- Kai Jaakkola - voce
- Mikael Sandorf - chitarra
- Oskar Karlsson - batteria
- Antti Lindholm - chitarra
- Matte Järnil - basso
1. Paradises Into Deserts
2. The Wheel And The Blacklight
3. Deep In Your World
4. Some More Sin On My Burden
5. Shadows And Cancer
6. Bring Us Your Infected
7. The Option And The Poison
8. Sealed With A Fist
9. I've Only Got Knives For You
The Dying Wonders Of The World
Nuova fatica dei finnico-svedesi The Duskfall, The Dying Wonders Of The World prosegue il cammino intrapreso dalla band, entrata da tempo nel roster della Nuclear Blast che, a quanto sembra, negli ultimi anni tedesca sta preferendo a band di qualità una grande quantità di giovani gruppi scandinavi; ottimi esecutori ma mediocri compositori, i Duskfall, formatisi a fine anni ’90 dalle ceneri dei Gates Of Ishtar, si sono sempre configurati come uno dei tanti act della scena Melo-Death svedese, dapprima ricalcando spudoratamente la lezione degli At The Gates, poi, con l’avvento della moda Metalcore, aggiungendo una sostanziosa dose di melodia e trovando una strada un poco più personale con il precedente album Lifetime Supply Of Guilt.
Come già detto, i Duskfall continuano proprio su questa strada, con un disco violento e pesante, ma dalle numerose aperture melodiche e cori accattivanti (pur non presentando mai i vocals puliti caratteristici del Metalcore), che unisce alla lezione impartita dai maestri At The Gates, In Flames e Soilwork l’influenza melodica dei moderni sviluppi della scena svedese, così come il lavoro di chitarre tipico del Death-Core di Heaven Shall Burn, Caliban ed As I Lie Dying.
La musica dei Duskfall non è però del tutto priva di apporti personali: sostanzialmente, parliamo in questo caso dell’uso della batteria, differente dai dischi precedenti, molto varia, complessa ed originale, nonostante la singolare e piuttosto inappropriata produzione dell’album le conferisca un suono poco incisivo; questo elemento emerge da subito nelle rullate in stile Mastodon della violenta opener Paradises Into Deserts, dove emergono a tratti gli elementi melodici che si fanno più decisi in brani come The Wheel And The Black Light e Deep In Your World, mentre verso la conclusione dell’album la band sembra tornare ad un approccio più aggressivo e pesante.
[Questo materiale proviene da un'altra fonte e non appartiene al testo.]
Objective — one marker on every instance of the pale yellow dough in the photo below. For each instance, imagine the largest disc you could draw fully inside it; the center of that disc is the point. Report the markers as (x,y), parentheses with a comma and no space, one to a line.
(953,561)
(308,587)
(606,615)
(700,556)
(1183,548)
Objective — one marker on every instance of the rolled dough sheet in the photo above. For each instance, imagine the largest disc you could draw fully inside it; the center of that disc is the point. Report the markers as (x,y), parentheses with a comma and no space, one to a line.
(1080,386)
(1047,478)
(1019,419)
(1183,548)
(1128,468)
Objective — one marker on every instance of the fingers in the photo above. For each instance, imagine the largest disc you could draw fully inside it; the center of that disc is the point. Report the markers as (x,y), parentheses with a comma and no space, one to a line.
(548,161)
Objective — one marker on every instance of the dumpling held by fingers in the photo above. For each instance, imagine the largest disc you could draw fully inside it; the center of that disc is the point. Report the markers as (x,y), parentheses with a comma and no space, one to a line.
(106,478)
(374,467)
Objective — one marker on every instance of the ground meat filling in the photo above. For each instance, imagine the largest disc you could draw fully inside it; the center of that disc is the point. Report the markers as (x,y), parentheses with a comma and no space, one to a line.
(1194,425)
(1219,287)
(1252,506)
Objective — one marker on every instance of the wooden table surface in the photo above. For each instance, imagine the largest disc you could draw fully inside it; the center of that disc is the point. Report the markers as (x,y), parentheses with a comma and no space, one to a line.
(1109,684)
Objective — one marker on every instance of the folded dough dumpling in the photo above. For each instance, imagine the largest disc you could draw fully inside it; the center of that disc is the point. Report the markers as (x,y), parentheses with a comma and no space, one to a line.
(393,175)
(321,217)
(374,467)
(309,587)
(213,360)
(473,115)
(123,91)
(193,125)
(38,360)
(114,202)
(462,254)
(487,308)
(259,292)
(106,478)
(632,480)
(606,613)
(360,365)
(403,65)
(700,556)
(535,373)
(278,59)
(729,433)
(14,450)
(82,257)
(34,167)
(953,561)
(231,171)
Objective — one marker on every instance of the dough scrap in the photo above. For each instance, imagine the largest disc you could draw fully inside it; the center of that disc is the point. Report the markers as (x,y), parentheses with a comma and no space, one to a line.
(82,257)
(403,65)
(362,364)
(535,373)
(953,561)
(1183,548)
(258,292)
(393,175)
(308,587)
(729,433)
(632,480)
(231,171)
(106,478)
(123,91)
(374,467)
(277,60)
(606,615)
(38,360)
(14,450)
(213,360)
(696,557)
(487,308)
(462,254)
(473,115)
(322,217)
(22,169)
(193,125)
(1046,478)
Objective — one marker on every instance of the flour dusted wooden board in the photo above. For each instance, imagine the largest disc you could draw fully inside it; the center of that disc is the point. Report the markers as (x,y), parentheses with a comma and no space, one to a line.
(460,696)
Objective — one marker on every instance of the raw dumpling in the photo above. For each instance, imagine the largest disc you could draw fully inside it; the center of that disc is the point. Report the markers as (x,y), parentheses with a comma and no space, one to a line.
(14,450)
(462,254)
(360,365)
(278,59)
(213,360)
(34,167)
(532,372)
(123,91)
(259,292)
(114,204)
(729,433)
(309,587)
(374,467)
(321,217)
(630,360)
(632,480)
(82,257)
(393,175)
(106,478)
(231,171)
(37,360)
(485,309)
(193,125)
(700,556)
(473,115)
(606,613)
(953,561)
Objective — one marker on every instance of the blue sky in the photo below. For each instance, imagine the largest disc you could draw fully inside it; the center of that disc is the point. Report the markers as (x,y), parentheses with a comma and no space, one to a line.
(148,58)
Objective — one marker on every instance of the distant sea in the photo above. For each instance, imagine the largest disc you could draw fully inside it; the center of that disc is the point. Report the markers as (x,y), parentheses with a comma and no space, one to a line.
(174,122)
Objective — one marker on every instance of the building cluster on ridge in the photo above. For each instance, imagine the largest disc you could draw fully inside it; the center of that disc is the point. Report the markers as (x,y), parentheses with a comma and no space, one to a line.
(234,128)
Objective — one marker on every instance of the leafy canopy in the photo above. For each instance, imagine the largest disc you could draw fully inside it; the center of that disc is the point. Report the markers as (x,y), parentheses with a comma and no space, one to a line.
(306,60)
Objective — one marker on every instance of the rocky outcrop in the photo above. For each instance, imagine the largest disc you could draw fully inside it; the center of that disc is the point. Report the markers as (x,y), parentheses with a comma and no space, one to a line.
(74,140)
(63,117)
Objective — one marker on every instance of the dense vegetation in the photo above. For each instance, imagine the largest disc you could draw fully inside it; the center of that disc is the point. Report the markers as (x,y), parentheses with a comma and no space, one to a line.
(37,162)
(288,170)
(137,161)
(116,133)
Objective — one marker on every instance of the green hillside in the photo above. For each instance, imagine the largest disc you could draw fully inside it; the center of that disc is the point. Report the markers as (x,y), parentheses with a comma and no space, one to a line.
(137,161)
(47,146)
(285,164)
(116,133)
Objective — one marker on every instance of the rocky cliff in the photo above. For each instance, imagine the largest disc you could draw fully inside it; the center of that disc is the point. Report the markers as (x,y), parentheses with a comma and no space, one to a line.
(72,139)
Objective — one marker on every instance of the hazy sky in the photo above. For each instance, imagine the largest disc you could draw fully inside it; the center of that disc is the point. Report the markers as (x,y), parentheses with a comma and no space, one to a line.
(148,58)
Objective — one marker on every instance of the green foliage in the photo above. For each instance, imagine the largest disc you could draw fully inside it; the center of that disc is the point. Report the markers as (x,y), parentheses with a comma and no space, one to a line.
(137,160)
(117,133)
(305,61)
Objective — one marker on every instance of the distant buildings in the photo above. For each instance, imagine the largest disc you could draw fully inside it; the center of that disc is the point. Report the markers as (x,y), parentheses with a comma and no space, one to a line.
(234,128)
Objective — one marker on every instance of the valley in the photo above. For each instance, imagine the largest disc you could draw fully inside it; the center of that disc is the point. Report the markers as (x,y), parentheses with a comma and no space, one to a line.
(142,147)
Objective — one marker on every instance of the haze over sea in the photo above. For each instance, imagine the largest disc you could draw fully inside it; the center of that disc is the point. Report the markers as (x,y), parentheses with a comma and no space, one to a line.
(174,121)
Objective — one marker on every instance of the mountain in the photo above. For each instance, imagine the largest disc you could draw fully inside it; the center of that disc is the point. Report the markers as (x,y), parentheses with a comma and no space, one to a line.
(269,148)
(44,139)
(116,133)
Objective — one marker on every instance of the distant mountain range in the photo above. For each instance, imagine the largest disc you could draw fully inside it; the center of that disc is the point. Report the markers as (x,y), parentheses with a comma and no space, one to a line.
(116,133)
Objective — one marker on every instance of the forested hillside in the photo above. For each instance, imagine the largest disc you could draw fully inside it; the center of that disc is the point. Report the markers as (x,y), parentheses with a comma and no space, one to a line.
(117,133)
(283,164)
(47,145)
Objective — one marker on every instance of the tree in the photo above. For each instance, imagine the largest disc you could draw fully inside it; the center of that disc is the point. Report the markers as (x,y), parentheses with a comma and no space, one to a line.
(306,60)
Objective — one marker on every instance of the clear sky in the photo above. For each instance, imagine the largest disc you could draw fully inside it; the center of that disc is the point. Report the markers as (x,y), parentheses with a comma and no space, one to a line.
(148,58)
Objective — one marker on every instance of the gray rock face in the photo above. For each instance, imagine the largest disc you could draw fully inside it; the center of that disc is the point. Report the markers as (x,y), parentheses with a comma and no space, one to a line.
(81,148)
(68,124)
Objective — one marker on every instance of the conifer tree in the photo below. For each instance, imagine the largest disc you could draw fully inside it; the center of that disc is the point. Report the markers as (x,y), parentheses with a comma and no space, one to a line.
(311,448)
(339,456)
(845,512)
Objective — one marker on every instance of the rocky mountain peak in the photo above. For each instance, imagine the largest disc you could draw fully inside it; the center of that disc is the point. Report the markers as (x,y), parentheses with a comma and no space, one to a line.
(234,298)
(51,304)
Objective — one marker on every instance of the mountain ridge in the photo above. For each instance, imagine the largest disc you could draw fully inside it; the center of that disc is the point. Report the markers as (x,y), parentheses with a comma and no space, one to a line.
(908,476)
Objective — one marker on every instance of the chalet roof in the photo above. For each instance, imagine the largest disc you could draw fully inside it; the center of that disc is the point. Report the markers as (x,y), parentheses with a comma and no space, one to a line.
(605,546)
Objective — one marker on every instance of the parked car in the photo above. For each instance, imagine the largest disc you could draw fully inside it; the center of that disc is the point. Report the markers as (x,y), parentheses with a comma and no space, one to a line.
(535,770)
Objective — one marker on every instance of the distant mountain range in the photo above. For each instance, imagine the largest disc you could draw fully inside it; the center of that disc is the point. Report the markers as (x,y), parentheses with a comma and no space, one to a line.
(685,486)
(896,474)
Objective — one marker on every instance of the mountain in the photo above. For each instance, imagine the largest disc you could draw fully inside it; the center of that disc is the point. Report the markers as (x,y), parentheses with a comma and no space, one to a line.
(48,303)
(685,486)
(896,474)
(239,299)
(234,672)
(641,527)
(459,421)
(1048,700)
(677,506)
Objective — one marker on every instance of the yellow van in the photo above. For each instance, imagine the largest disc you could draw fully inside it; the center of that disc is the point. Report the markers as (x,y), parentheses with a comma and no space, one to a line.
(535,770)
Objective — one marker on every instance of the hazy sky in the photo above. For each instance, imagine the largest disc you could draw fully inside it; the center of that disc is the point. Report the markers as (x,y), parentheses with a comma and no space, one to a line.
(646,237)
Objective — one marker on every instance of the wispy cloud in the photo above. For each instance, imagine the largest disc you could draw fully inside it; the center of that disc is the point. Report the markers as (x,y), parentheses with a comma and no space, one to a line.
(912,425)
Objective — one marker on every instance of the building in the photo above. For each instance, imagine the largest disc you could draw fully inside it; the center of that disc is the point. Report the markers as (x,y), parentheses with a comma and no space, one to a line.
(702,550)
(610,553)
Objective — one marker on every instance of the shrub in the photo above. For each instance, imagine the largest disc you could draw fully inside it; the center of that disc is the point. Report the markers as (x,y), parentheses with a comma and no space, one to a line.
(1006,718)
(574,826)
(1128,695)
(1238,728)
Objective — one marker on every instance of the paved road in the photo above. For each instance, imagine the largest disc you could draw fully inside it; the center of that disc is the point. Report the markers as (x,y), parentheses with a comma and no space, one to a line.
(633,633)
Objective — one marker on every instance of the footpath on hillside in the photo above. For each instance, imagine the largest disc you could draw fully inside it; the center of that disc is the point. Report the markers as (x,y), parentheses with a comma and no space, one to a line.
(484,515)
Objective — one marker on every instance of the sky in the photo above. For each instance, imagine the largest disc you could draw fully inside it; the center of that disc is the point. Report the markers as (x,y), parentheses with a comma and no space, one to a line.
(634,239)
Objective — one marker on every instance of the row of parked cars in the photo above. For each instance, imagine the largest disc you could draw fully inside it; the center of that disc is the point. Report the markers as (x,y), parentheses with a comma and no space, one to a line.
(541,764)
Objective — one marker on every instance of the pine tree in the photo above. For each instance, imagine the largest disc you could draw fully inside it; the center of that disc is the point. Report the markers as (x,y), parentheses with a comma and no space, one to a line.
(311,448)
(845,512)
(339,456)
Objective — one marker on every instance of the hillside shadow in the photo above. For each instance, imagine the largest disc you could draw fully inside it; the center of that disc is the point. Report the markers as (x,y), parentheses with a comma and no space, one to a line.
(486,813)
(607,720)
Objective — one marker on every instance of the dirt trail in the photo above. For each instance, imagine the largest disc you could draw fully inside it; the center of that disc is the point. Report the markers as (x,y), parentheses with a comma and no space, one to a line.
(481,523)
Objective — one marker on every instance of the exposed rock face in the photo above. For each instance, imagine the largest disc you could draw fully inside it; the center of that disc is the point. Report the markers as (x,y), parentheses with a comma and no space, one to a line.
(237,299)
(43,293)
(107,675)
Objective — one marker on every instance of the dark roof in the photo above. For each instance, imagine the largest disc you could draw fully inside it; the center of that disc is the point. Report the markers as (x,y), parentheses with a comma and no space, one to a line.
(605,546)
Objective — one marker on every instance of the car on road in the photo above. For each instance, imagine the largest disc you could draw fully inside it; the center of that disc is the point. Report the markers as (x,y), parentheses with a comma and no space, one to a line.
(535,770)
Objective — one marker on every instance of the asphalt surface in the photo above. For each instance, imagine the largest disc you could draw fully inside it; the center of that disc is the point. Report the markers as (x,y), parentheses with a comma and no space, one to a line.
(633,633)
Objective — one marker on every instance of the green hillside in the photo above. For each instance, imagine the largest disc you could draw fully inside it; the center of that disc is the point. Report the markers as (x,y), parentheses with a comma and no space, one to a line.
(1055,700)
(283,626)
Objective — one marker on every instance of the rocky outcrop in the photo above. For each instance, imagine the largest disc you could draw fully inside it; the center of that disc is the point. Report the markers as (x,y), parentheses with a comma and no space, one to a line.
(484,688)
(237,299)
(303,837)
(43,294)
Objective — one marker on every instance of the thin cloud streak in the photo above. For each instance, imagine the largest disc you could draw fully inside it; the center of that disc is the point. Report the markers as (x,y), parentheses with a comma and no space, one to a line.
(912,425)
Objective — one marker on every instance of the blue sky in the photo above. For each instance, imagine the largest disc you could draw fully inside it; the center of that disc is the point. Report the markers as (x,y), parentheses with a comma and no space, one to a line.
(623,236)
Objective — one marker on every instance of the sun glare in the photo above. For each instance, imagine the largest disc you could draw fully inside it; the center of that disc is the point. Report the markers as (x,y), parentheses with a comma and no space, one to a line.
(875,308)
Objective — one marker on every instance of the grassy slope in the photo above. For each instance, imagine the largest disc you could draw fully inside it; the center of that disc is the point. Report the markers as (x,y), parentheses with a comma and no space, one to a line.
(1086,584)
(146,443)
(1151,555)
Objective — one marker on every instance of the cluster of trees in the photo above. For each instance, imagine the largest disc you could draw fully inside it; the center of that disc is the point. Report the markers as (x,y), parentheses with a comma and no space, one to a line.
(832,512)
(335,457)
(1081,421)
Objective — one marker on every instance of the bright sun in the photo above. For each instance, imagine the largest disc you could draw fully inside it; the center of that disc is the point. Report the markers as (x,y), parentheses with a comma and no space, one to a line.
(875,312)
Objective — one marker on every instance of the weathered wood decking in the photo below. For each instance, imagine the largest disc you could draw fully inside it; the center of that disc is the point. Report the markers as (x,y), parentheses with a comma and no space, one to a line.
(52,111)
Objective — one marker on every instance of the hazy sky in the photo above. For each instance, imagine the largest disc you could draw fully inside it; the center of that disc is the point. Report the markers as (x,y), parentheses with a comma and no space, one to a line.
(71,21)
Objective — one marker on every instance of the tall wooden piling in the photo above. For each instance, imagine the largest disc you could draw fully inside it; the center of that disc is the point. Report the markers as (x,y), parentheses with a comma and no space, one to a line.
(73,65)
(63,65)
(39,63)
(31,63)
Per il resto, sempre la solita solfa, e tutti gli elementi ripercorrono la tradizione di una scena ormai completamente scaduta nella banalità, dalle ritmiche scontate ai riff di chitarra che si faticano a tratti a distinguere tra un brano e l’altro; una menzione particolare poi per la voce di Kai Jaakkola, decisamente giù di tono con una performance poco coinvolgente e pressoché priva di alcuna variazione vocale, rischiando di diventare davvero irritante ben prima della fine dei quaranta minuti di musica proposti dalla band.
Che dire dunque di questo The Dying Wonders Of The World: l’ascolto è senz’altro consigliato a chi segue la band o a chi è particolarmente appassionato alla scena del Death Melodico scandinavo, ma anche costoro dopo alcuni ascolti finiranno per lasciarlo perdere e gettare il disco nel dimenticatoio. Chi invece sta cercando una band che riesca ad imporsi sulla banalità della scena odierna costruendo qualcosa di originale, si fidi: può lasciare perdere già in partenza.